TIP: You can avoid paying interests by paying the total amount due on each billing cycle.
10. Cash Advance Interest Rate
Aside from the cash advance fee, there is a separate interest for your cash advances. This is typically higher than the interest rate of your regular purchases.
TIP: Cash advance interest rate is not only higher than normal transactions, it is also automatically charged as soon as you withdraw the cash. Avoid this by using the cash advance feature of your credit card only when absolutely necessary.
11. Previous Balance
The previous balance pertains to your outstanding balance from the previous month’s statement. Interest starts the end of the beginning of the billing cycle if you have a previous balance.
For example if you have a 5,000 outstanding balance from the previous billing and you paid 4,000 last month. You will then have 1,000 balance at the end of the beginning of the current month cycle. This means the interest will be calculated on the 1,000 balance at the start of the billing cycle.
TIP: Always make it a point to have zero balance at the end of the beginning of the billing cycle so you don’t need to pay any interest.
12. Purchases and Advances
This pertains to all your credit card purchases and cash advances that falls within the billing cycle. The billing cycle is the period after the statement date from the previous month to the statement date of the current month.
TIP: Make sure to keep all your credit card receipts so you can verify the transactions in your credit card statement to avoid paying for double entries or purchases that you did not do.
Credits are any amount that the card company owes you. It could be price of something that you returned that you originally purchased using your credit card. It could be wrong entries or items that you did not actually purchase.In addition, it could also be credit card points that you redeemed in exchange for cash credits.
TIP: Be consciously aware of your purchases and if you are expecting credits into your account. Ensure that the correct amount has been credited.
Payments are the amount of money that you pay the credit card for your purchases. Any payment you made will reduce your outstanding balance.
TIP: Double-check all payments credited to your account to make sure it is the correct amount.
15. Interest Charge
This is the total amount of all the interests that were charged to your account.
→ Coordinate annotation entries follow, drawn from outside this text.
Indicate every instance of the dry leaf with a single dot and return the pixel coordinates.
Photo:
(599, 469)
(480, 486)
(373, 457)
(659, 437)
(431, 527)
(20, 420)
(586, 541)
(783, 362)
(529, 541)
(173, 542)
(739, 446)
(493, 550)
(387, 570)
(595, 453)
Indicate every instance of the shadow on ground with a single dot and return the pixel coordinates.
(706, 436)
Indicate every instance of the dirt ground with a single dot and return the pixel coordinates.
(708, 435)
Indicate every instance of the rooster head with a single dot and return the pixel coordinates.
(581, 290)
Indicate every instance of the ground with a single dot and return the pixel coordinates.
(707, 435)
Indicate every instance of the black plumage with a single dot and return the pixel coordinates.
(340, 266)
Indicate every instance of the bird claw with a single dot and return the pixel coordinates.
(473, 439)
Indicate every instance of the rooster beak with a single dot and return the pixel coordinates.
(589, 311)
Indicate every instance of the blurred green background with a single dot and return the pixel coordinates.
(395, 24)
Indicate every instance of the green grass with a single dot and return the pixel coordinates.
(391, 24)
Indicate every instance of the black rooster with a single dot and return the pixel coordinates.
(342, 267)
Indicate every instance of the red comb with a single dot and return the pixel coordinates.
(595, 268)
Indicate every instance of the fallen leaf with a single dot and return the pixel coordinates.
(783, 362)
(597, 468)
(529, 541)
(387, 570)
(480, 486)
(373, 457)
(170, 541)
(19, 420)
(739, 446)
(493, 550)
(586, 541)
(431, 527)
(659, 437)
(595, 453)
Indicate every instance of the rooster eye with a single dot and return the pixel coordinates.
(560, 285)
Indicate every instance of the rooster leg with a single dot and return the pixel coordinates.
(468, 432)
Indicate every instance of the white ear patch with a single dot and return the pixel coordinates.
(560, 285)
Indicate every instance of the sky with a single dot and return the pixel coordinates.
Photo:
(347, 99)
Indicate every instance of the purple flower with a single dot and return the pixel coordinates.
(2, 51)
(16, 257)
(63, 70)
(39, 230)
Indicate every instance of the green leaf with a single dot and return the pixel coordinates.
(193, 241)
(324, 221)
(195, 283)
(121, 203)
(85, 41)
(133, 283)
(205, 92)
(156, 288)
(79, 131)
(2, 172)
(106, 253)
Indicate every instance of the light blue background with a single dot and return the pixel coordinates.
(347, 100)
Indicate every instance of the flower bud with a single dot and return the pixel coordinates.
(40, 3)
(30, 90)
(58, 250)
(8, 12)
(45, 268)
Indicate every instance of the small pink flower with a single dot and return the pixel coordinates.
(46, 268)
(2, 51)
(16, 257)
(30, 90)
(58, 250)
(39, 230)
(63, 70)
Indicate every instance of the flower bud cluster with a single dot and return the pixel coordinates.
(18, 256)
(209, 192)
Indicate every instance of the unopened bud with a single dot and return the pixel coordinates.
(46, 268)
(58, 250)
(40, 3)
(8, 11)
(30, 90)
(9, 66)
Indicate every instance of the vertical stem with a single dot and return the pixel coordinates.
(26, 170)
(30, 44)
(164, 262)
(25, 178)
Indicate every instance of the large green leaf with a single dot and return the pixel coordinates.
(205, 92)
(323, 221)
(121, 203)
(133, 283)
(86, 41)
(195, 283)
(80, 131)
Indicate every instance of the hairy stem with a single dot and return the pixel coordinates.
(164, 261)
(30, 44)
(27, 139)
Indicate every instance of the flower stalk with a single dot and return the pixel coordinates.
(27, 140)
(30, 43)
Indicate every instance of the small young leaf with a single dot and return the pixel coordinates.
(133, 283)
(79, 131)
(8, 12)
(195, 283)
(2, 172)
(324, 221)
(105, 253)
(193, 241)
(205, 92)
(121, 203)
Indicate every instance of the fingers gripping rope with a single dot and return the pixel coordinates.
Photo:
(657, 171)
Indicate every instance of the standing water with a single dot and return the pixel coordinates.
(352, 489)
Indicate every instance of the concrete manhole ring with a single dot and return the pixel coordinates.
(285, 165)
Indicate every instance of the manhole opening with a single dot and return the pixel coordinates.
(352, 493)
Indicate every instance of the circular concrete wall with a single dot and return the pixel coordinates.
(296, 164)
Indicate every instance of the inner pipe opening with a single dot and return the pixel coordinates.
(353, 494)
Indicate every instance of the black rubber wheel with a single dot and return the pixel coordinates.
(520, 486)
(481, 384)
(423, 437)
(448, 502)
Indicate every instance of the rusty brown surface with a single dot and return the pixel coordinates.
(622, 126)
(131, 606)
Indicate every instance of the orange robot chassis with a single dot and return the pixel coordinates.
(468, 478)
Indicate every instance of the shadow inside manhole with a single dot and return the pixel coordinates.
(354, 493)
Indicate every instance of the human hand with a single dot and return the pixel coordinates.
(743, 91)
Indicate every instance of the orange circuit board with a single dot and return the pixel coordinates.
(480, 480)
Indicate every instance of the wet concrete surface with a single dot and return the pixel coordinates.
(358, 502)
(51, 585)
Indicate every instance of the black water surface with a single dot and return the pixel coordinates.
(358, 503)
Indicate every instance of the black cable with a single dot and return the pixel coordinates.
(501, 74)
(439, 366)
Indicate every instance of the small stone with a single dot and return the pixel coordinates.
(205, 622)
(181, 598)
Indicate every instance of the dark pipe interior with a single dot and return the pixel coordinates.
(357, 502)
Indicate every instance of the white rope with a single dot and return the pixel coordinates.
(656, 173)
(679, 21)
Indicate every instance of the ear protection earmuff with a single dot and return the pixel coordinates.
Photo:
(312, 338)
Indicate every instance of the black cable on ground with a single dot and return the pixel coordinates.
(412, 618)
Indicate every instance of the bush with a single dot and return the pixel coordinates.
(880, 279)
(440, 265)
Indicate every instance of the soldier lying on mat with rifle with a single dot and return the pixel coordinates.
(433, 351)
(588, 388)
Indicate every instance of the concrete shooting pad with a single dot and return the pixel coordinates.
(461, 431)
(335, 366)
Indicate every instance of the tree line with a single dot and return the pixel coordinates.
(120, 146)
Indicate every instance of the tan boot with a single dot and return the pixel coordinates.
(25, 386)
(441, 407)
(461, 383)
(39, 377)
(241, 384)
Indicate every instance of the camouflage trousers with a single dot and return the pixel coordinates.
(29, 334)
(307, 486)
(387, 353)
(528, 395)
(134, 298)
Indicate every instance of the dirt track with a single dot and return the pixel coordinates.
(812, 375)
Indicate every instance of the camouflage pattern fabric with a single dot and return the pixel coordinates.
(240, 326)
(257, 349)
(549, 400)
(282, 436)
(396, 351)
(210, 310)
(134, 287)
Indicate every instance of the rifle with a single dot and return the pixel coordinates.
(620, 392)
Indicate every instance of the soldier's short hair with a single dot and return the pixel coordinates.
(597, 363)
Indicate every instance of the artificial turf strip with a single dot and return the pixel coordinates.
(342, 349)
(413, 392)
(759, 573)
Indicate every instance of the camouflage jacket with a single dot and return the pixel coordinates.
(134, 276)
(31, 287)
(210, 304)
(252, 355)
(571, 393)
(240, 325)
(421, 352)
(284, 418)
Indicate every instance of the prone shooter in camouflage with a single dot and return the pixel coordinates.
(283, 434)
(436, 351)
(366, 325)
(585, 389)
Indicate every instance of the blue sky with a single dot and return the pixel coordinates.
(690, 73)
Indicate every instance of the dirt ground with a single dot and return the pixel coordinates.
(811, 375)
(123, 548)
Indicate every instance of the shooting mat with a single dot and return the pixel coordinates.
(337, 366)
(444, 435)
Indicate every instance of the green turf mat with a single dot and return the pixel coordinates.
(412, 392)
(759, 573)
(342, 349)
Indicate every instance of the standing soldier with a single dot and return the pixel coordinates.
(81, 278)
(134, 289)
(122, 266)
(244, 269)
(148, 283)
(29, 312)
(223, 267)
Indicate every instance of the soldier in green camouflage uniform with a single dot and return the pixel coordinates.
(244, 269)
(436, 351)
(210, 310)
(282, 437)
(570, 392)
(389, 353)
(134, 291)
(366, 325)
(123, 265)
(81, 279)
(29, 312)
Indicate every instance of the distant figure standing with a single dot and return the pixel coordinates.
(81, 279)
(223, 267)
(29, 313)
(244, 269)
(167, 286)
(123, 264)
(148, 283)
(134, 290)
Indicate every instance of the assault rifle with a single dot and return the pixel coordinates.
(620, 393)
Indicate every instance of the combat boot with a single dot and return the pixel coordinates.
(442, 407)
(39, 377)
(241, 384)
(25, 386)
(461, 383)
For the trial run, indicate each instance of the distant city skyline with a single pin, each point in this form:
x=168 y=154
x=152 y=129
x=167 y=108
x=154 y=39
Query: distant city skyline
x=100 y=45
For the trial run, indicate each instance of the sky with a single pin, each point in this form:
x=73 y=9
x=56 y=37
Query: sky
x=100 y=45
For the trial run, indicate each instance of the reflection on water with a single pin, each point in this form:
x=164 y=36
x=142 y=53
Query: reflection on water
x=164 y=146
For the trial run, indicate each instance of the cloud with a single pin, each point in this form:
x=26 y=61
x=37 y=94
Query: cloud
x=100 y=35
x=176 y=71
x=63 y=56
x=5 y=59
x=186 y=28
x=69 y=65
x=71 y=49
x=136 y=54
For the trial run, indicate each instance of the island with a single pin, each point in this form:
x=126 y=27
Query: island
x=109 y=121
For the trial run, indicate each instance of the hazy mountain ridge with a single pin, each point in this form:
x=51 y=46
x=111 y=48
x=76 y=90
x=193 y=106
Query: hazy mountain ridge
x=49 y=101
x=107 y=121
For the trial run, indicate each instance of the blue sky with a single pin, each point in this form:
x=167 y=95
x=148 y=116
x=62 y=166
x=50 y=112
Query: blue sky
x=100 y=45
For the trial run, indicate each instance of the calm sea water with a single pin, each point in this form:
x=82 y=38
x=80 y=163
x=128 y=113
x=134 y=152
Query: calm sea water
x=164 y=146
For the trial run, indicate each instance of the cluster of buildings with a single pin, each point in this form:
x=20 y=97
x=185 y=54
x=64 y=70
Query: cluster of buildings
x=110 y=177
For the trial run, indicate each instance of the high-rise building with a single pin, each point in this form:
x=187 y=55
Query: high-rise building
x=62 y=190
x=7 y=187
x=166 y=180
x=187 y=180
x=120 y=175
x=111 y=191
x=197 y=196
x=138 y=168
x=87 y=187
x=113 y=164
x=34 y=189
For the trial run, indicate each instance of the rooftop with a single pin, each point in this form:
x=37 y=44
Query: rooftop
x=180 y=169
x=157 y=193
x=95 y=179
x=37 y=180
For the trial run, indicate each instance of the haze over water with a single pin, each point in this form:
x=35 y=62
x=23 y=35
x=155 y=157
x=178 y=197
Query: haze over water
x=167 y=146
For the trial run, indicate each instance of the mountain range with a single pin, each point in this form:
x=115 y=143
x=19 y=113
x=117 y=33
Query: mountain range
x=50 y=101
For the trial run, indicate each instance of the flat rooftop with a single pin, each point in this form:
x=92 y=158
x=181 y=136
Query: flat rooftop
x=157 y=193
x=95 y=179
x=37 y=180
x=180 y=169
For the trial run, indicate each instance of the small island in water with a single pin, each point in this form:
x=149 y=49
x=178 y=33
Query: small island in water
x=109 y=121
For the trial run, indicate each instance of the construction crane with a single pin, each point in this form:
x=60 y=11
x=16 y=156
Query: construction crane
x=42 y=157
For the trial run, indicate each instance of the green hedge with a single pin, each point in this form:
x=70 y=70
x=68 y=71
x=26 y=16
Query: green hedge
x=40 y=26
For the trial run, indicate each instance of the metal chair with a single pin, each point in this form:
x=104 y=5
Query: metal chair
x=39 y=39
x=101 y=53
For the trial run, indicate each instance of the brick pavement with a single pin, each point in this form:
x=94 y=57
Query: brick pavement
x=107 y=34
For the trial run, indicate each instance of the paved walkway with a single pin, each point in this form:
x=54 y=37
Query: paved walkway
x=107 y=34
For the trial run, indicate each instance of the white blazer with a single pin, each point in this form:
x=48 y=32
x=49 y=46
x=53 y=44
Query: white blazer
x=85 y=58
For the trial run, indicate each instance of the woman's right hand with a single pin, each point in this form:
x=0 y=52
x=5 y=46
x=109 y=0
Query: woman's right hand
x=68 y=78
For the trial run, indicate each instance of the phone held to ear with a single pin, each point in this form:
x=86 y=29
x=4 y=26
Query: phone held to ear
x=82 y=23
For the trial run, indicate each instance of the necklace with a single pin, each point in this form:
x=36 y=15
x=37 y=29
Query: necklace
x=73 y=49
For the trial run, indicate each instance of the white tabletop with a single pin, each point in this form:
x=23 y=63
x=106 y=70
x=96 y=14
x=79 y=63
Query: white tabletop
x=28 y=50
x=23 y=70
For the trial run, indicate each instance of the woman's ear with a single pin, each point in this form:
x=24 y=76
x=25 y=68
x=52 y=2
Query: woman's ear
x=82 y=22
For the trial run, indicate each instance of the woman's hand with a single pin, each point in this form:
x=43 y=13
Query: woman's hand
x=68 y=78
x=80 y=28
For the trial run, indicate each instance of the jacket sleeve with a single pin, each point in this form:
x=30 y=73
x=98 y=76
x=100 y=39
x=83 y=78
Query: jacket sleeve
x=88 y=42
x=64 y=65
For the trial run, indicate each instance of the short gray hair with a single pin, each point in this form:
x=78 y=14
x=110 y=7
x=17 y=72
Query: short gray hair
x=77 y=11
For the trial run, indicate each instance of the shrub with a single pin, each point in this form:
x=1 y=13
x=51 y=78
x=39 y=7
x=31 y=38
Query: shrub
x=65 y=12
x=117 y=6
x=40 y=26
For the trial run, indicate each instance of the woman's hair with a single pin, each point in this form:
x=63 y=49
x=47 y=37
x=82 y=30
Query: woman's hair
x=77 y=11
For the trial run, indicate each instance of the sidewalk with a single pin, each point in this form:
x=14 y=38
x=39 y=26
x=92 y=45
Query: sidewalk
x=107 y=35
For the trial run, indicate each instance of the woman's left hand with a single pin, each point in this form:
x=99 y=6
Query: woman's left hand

It is the sum total of the interests on purchases, cash advances and balance transfer.
TIP: Although you can avoid paying interests on purchases if you pay within the grace period; you cannot do the same with cash advances and balance transfers because they are automatically charged right after the transaction.
16. Late Charge
Late Charges are the amount that you need to pay as penalty for not paying at least the minimum amount due before the due date.
TIP: Avoid paying late charges by paying your dues on or before the payment due date.